If you cannot use the full relief in the current year (because your tax liability is too low), you can carry back the investment to the previous tax year. The company must issue form SEIS3 to confirm your entitlement.
CGT Exemption on SEIS Gains
If you hold qualifying SEIS shares for at least three years and the company remains a qualifying SEIS company throughout, any gain on disposal is completely exempt from capital gains tax. There is no upper limit on the exempt gain — a £10,000 investment that grows to £500,000 produces a £490,000 CGT-exempt gain.
The CGT annual exempt amount of £3,000 is not needed — the full gain is exempt.
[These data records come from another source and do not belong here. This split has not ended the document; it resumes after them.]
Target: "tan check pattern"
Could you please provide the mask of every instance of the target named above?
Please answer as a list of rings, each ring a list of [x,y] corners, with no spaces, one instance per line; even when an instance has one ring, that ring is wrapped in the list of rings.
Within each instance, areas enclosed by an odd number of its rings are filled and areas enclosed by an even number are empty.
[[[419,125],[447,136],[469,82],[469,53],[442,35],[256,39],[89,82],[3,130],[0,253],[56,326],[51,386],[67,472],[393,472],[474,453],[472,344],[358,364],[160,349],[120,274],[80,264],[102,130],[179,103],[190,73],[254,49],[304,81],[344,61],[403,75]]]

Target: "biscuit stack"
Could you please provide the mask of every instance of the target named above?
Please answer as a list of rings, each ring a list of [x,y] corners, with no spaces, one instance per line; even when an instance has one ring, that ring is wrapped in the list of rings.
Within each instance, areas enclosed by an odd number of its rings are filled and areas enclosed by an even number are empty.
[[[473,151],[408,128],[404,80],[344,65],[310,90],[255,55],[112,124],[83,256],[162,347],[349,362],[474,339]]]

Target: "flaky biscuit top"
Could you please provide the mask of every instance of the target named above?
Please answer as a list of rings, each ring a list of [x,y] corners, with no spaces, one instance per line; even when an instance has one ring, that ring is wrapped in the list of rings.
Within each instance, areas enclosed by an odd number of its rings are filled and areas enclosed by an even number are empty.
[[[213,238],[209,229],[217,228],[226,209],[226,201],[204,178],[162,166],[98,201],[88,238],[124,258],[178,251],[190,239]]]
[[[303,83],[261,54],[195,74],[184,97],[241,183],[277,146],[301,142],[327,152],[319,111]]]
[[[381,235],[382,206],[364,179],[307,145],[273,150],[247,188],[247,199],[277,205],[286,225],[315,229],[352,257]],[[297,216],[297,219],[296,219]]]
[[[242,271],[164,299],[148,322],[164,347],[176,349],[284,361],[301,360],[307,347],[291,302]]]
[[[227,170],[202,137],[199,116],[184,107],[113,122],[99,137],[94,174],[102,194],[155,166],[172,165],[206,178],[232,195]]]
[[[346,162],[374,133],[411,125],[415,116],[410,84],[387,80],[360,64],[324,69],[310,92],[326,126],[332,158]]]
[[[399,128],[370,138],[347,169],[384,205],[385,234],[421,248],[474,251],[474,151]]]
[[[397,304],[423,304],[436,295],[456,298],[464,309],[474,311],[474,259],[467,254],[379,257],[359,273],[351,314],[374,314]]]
This is the most powerful long-term benefit of SEIS, as it allows investors in high-growth early-stage companies to realise very large gains without any CGT liability, provided the qualifying conditions are maintained throughout the holding period.
CGT Reinvestment Relief
In addition to income tax relief, investors can use SEIS to shelter capital gains arising on other assets. If you realise a capital gain from selling, say, shares or a buy-to-let property, you can invest some or all of that gain into SEIS shares and shelter 50% of the reinvested gain from CGT.
Example: you sell shares realising a £30,000 gain. You invest £30,000 in SEIS. You can shelter 50% of £30,000 = £15,000 from CGT. This reinvestment relief is available on top of income tax relief — you claim both for the same investment. The relieved gain is reduced from your CGT computation in the year of disposal.
SEIS Loss Relief
One of SEIS's most important protections is loss relief if the company fails. After income tax relief of 50%, your net investment is effectively 50p per £1 invested (ignoring CGT reinvestment relief). If the company becomes worthless, you can claim income tax loss relief on this net amount.
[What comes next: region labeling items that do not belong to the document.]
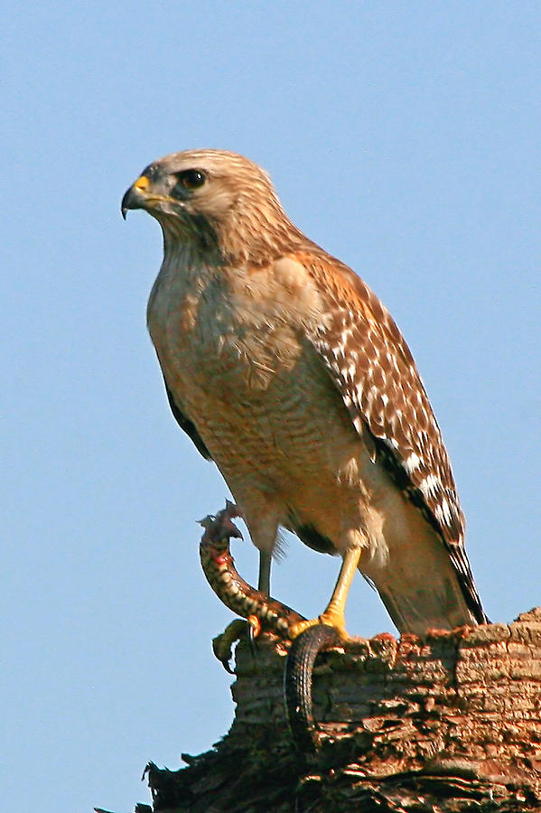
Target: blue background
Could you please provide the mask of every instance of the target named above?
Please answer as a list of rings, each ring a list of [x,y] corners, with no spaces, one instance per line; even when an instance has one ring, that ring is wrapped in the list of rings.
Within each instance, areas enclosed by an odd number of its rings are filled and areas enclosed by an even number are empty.
[[[125,813],[147,760],[206,750],[233,706],[195,524],[227,490],[169,413],[161,234],[123,192],[190,147],[271,173],[402,328],[511,621],[541,603],[539,5],[23,2],[1,36],[0,798]],[[273,593],[316,614],[338,565],[291,537]],[[392,630],[361,578],[348,626]]]

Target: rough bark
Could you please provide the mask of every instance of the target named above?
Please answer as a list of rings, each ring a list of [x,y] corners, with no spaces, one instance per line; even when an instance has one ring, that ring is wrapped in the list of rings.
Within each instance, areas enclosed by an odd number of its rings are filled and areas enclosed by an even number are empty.
[[[285,655],[268,635],[238,646],[231,730],[186,768],[147,767],[155,813],[541,810],[541,608],[323,653],[313,757],[292,746]]]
At a 45% additional-rate tax rate, the loss relief is 45% of 50p = 22.5p per £1 originally invested. Combined with the 50p income tax relief already received, HMRC has effectively contributed 72.5p per £1, meaning your maximum net loss is 27.5p in the pound. For a basic-rate taxpayer, the maximum net loss is 40p per £1 invested.
EIS Follow-On and Advance Assurance
Once a company has raised its maximum SEIS funding (£250,000), it can progress to raise Enterprise Investment Scheme (EIS) funding. EIS offers 30% income tax relief on investments of up to £1,000,000 per year (£2,000,000 for knowledge-intensive companies). Both SEIS and EIS investors may qualify in the same company — SEIS for the initial seed round and EIS for subsequent rounds.
Investors considering a significant SEIS commitment should request advance assurance from HMRC before investing — the company applies and HMRC confirms (provisionally) that the company and the shares are likely to qualify. This reduces — but does not eliminate — the risk of HMRC refusing relief.